Venezuela’daki sorunun nedeni, Chavez’in politikalarında değil, onu devam ettiremeyen politikacılarda, bürokraside aranıyor. Şaşılacak bir şeymiş gibi, Maduro’nun ve parti yöneticilerinin giderek işçi sınıfının çıkarlarından uzaklaştıklarından bahsediliyor. Yaşanan krizin nedeni, Maduro ve Bolivarcı liderliğin kapitalistleri mülksüzleştirmeye “isteksiz” oluşu olarak konuyor. Finans-kapitali mülksüzleştirme vasfından uzak Maduro’dan hâlâ bir beklenti içerisinde olarak, Maduro’nun kapitalistlere ülkeye yatırım yapmaları için çağrıda bulunması eleştiriliyor. Peki, eğitim, sağlık gibi temel ihtiyaçların da ötesinde yoksul emekçiler karınlarının gurultusunu bastıracak bir ekmek bulmanın derdine düşmüşken, Maduro’nun bu “isteksizliğinin” nedeni ne olabilir? “Devrim”in kazanımlarını korumak mı, kendi iktidarını korumak mı? Ya da Maduro, Chavez’in “mirasına” ihanet mi ediyor, bürokrasinin esiri mi oldu? Sorunu isteksizlik ya da Maduro’nun şahsında aramak ve bunu yapmadığı için onu eleştirmek, derininde ortada duran kocaman bir sorunu çözmesi için sahneye yine bir kahramanın çıkmasını arzulamak anlamına geliyor. Kimi sol çevreler bu kahramanı geçmişte Chavez olarak ilan edip, onun kuyrukçuluğuna soyunmuştu: “Endişemiz, kitlelerde yaratılan yanılsamaların göz kamaştırıcı etkisine kapılıp, Chavez’in kuyruğuna takılan küçük-burjuva sosyalistlerin, daha önce tarihte sayısız örneği görülen felâketlerin Venezuela işçi sınıfının başına gelmesine göz yummalarıdır. Gerçekte nesnel rolü kitle hareketini frenlemek ve düzen sınırları içinde tutmak olan Chavez’den, kitlelerin daha ileri gitmeleri için gerekenleri yapmasını bekleyenler, böylelikle işçi ve emekçi kitleleri uyarma ve devrime hazırlama sorumluluğunu tümüyle bir kenara bırakmış oluyorlar. Komünistlerin görevi, bu reformist rejimi her fırsatta teşhir ederek, kitlelerin onun daha fazla ileri gidemeyeceğini görmesini sağlamaktır.”[2]

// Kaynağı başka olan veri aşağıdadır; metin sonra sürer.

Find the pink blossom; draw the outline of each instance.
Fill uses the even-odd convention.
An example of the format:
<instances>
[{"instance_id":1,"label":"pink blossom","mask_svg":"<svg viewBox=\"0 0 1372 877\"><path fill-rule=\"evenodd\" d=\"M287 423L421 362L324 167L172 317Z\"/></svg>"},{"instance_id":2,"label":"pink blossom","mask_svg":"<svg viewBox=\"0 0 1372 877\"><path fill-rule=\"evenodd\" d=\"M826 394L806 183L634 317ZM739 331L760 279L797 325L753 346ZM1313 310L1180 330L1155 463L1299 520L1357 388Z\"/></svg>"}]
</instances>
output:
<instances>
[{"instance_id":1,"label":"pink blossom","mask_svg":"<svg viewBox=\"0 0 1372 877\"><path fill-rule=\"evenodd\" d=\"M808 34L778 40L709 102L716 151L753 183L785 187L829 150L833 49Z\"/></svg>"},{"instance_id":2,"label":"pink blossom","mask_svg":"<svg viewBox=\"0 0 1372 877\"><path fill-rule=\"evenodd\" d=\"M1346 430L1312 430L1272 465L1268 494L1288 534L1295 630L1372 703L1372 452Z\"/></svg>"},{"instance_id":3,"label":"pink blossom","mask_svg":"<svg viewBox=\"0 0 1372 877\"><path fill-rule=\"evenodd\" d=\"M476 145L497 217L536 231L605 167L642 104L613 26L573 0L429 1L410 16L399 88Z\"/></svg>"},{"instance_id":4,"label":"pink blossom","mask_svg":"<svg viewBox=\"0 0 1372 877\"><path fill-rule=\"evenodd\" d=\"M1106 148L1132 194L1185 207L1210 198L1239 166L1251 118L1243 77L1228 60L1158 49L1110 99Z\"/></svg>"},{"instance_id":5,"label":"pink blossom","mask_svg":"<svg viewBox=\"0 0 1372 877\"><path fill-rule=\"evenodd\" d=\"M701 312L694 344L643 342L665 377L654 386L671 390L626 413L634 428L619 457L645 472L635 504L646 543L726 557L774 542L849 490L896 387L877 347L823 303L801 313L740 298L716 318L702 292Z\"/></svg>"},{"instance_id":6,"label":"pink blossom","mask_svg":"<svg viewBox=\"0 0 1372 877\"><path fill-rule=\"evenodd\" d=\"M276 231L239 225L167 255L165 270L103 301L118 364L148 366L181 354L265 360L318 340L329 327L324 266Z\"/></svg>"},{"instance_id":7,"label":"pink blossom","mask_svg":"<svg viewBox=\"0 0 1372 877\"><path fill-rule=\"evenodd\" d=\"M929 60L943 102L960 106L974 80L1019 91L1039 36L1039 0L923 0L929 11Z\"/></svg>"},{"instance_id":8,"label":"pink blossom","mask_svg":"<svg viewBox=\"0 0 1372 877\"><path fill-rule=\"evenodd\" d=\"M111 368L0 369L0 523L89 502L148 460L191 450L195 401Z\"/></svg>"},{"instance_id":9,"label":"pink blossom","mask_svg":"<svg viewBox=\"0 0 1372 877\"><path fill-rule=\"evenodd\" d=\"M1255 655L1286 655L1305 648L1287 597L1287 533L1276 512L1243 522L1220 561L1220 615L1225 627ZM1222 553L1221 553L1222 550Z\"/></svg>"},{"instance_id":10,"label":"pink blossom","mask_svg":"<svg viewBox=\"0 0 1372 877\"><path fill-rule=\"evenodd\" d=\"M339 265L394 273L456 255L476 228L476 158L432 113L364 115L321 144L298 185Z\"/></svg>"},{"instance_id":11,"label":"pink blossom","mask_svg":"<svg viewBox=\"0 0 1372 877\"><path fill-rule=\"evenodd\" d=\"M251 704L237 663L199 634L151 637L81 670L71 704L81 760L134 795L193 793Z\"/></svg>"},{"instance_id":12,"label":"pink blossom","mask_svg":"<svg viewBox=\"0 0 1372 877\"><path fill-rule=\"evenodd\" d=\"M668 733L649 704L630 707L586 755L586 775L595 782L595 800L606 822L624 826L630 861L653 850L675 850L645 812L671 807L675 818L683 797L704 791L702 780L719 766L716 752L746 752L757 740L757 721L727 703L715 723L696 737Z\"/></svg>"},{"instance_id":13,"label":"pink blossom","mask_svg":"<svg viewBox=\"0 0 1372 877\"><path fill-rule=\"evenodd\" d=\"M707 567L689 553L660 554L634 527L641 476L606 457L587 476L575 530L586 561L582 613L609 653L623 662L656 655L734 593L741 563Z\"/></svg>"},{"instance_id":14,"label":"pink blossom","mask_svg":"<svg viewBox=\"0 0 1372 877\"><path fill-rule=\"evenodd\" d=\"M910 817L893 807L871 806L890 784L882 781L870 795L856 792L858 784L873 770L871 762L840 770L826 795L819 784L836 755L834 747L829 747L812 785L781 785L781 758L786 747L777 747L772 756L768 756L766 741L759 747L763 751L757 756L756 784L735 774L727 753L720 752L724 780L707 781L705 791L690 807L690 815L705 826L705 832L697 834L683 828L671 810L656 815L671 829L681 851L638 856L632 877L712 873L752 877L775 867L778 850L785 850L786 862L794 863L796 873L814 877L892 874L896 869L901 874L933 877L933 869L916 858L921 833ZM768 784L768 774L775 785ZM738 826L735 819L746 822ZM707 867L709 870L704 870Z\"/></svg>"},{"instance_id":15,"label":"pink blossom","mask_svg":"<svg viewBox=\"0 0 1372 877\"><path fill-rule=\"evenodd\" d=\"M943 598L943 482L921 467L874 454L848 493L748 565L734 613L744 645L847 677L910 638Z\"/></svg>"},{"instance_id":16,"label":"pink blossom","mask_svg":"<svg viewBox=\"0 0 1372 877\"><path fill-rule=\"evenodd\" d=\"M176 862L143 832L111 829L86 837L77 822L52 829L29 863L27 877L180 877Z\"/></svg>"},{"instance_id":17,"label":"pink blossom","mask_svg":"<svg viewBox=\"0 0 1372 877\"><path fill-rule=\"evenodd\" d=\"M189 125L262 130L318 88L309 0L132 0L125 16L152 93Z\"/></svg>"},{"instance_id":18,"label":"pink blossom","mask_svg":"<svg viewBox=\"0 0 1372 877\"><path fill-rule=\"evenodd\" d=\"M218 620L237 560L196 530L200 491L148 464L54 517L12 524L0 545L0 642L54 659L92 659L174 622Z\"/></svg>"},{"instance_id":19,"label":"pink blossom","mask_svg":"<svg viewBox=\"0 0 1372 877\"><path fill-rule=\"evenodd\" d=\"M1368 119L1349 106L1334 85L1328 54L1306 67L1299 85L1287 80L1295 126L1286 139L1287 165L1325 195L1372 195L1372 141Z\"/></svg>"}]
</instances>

Aradan geçen onca yıldan sonra Venezuela’da, iktidarın icraatları ve emekçilerin yaşadığı sorunun katmerleşmesi, bu sol popülist burjuva iktidarın sınırlarının ne olduğunu da göstermiş oldu. Aslında başından beri iki burjuva kanadın kapışmasının sahnelendiği Venezuela’da, finans-kapitalin desteğini arkasına alan geleneksel sağ muhalefetin gücü giderek artıyor. Sol görünümlü Maduro ise, iktidarını koruyabilmek için orduya ve baskı aygıtına güvense de, artık ekonomik sorunlara çözüm bulması gerektiğini de biliyor. Ancak tüm çağrılarına rağmen pazarlık masasına oturmayı reddeden burjuva sağ muhalefet, Maduro’yu bir süredir yeni “dost” arayışına itiyor. Batı özelinde sözde bir anti-emperyalist görüntü çizen Maduro, Rusya ve Çin’e el sallıyor. Türkiye’ye de aynı niyetlerle ziyaretler gerçekleştirilip, çeşitli ekonomik anlaşmalar imzalanmıştı. Bu görüşmelerden sonra Maduro’nun Erdoğan sempatisi dikkat çekerken, havuz medyasında iki ismin benzerlikleri sayfa sayfa yazılıp çizildi. İkisinin de halkın arasından çıkan, halkı temsil eden gerçek liderler olduğu vurgusu yapıldı. Sağı ya da solu fark etmeksizin ortak çıkarlar temelinde hemen ortak noktalar bulan kapitalist ikiyüzlüler demokrasi şalını da üstlerine örterek birlikte pozlar verdiler. Venezuela’daki seçim öncesinde, yeni dostuna kendisini hatırlatmak ve desteğini almak isteyen Maduro, tam bir Diriliş Ertuğrul hayranı olduğunu ilân etti! OHAL ile işçilerin haklarının yasaklandığı, anti-demokratik uygulamaların arttığı, cezaevlerinin muhalif insanlarla dolduğu, tek adam rejiminin hüküm sürdüğü Türkiye’de, mevcut iktidara inandıklarını ve saygı duyduklarını söyledi.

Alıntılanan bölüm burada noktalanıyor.